Effects of ventilation on cardiac output determined by inert gas rebreathing.

Author information

1
Medical Department B, Department of Aviation Medicine, Copenhagen University Hospital, Denmark. mdamgaard@rh.dk

Abstract

One of the most important methodological problems of the foreign gas rebreathing technique is that outcome of the measurements depends on procedural variables such as rebreathing frequency (RF), rebreathing bag volume (V(reb)), lung volume at start of rebreathing and intervals between measurements. Therefore, in 10 healthy males we investigated the effects of changes in ventilation pattern on cardiac output (CO) estimated by an N(2)O-rebreathing technique.
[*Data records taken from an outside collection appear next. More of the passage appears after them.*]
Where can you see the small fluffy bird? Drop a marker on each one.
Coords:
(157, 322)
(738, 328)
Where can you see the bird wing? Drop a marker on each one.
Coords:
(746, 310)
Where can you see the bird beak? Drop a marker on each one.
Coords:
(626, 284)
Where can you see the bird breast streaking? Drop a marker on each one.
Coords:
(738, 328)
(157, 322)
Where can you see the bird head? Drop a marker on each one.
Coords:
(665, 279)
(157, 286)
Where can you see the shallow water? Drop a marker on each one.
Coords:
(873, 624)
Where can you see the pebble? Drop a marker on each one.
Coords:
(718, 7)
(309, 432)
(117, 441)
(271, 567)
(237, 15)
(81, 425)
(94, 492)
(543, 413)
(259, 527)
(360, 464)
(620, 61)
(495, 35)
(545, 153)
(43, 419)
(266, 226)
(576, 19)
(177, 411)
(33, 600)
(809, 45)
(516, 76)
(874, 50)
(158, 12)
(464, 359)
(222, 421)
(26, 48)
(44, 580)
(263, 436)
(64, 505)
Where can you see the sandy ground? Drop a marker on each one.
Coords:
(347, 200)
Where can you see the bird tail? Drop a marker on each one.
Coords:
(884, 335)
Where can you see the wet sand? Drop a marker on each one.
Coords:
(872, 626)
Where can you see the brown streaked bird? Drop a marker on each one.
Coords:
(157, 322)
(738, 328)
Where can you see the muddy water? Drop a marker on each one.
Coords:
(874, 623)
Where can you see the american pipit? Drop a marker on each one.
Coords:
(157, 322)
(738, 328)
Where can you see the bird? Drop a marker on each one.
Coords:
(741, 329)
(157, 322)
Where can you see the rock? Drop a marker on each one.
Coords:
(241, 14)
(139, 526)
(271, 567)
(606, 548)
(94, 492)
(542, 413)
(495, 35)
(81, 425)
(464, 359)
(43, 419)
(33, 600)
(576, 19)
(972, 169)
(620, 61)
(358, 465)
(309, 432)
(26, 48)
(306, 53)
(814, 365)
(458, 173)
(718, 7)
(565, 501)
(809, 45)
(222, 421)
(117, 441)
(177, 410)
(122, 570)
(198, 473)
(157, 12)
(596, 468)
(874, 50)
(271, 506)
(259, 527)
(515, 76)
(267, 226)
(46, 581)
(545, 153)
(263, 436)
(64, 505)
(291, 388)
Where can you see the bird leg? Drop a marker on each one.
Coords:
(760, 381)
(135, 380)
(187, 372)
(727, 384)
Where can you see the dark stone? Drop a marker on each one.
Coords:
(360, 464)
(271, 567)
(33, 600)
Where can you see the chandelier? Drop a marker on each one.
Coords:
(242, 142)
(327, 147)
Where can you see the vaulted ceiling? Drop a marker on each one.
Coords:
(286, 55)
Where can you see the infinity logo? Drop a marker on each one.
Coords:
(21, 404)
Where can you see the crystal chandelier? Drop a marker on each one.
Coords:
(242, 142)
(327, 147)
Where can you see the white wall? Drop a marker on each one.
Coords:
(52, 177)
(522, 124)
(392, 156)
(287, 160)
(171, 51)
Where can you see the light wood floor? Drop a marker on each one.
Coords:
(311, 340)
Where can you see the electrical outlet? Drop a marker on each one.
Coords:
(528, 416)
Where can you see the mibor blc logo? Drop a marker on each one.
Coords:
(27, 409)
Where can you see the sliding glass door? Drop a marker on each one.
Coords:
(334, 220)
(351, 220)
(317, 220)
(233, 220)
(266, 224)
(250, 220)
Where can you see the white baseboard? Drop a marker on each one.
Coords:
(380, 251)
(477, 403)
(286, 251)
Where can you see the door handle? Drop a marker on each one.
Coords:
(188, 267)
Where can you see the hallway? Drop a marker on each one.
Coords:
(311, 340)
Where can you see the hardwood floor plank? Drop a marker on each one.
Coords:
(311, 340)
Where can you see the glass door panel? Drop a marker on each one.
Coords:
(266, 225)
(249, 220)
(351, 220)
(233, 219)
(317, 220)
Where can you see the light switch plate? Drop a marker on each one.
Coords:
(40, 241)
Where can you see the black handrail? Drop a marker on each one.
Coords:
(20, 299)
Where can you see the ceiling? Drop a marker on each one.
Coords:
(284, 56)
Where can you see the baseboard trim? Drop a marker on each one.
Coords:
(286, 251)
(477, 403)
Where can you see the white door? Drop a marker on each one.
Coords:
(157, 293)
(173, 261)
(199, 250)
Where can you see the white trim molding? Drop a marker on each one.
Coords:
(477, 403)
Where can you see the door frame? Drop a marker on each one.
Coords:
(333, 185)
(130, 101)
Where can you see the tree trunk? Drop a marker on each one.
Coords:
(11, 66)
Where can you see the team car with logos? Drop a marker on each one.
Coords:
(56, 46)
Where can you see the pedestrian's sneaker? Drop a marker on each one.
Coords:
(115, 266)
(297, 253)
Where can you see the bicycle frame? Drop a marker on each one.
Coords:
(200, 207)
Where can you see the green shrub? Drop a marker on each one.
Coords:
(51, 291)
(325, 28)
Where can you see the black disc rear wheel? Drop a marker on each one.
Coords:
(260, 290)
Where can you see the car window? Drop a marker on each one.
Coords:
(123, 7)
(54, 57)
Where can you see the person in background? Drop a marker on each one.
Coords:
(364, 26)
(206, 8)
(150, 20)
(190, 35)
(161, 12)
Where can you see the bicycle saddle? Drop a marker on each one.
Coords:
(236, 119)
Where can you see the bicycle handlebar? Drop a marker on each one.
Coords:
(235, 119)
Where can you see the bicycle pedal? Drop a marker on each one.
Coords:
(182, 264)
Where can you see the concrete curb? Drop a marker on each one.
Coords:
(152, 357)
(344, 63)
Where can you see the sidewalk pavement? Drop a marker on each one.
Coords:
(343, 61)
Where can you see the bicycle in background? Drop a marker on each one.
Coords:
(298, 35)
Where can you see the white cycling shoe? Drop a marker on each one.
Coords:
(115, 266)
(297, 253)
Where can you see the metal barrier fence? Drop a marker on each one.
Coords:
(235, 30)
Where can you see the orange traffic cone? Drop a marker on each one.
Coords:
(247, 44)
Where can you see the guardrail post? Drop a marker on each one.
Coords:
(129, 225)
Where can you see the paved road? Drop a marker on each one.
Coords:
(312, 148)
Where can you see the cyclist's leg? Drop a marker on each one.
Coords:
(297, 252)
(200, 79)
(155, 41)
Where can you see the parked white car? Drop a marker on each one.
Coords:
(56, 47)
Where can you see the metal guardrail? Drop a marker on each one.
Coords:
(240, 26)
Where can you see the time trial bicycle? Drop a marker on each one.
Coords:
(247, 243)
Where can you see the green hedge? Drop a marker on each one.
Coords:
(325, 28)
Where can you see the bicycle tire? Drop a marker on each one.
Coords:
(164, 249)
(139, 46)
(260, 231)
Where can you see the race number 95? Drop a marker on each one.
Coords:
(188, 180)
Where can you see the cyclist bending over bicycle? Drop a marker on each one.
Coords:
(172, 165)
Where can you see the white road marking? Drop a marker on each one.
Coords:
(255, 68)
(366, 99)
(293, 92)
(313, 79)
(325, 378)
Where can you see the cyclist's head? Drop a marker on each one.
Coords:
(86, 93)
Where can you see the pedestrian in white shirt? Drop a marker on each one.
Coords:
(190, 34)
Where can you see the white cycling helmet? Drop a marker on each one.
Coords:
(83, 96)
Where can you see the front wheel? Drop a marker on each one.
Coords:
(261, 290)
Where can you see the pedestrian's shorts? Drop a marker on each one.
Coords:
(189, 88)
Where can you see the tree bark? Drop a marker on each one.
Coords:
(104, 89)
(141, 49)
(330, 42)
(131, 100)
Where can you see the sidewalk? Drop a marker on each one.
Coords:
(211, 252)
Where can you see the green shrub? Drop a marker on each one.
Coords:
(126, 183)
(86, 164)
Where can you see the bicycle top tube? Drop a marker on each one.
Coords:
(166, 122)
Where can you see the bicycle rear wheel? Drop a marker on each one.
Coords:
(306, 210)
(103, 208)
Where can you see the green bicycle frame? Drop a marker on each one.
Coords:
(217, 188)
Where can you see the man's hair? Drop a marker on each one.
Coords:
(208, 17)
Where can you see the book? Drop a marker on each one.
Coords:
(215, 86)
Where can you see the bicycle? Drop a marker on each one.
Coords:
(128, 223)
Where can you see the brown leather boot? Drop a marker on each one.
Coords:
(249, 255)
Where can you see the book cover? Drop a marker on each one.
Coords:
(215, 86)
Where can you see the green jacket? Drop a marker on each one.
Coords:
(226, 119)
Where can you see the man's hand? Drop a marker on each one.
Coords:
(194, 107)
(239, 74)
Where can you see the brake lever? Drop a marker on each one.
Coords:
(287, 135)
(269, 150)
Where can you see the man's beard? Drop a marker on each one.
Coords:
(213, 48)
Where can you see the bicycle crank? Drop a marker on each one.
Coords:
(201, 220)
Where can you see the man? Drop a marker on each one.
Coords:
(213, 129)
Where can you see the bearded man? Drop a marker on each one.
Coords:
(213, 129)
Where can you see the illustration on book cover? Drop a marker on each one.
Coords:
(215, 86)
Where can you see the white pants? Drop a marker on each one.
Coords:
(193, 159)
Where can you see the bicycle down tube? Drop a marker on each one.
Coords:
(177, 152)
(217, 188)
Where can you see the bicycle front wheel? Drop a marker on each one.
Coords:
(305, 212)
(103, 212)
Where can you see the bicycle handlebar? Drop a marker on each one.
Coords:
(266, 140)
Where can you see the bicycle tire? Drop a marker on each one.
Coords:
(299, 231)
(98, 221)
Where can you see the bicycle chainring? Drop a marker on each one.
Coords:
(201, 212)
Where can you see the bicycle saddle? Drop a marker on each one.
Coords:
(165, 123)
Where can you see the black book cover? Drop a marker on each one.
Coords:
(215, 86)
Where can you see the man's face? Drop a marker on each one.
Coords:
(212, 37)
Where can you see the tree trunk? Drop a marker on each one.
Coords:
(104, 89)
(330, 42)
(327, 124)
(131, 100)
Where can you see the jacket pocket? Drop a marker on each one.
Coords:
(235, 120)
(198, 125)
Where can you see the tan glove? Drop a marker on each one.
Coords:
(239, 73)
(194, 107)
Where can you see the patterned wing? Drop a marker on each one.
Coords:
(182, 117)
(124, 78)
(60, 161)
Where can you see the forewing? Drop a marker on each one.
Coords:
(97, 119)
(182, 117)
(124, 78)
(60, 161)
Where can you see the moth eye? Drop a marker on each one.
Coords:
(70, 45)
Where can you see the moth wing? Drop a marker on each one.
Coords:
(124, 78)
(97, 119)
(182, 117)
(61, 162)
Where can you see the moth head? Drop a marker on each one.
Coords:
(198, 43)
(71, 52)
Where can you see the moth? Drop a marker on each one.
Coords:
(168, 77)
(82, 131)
Reducing the rebreathing volume (V(reb)) from 1.5 to 1.0 l diminished CO by 0.5 +/- 0.2 l min(-1), whereas an increase in V(reb) from 1.5 to 2.5 l had no effects. CO was 1.0 +/- 0.2 l min(-1) higher when, rebreathing was performed after a forced expiration than following a normal tidal expiration. Serial determinations of CO required a 3-min interval between the measurements to avoid effects of recirculation of N(2)O. Changing RF from 15 to 30 breaths min(-1) or adding serial dead space by up to 600 ml did not affect the determination of CO. In conclusion, the rebreathing procedure for determination of CO at rest should be performed following a normal tidal expiration with a rebreathing bag volume of between 1.5 and 2.5 l and with manoeuvres separated by at least 3-5 min. Variations in RF within the physiological range from 15 to 30 breaths min(-1) do not affect outcome of the measurements.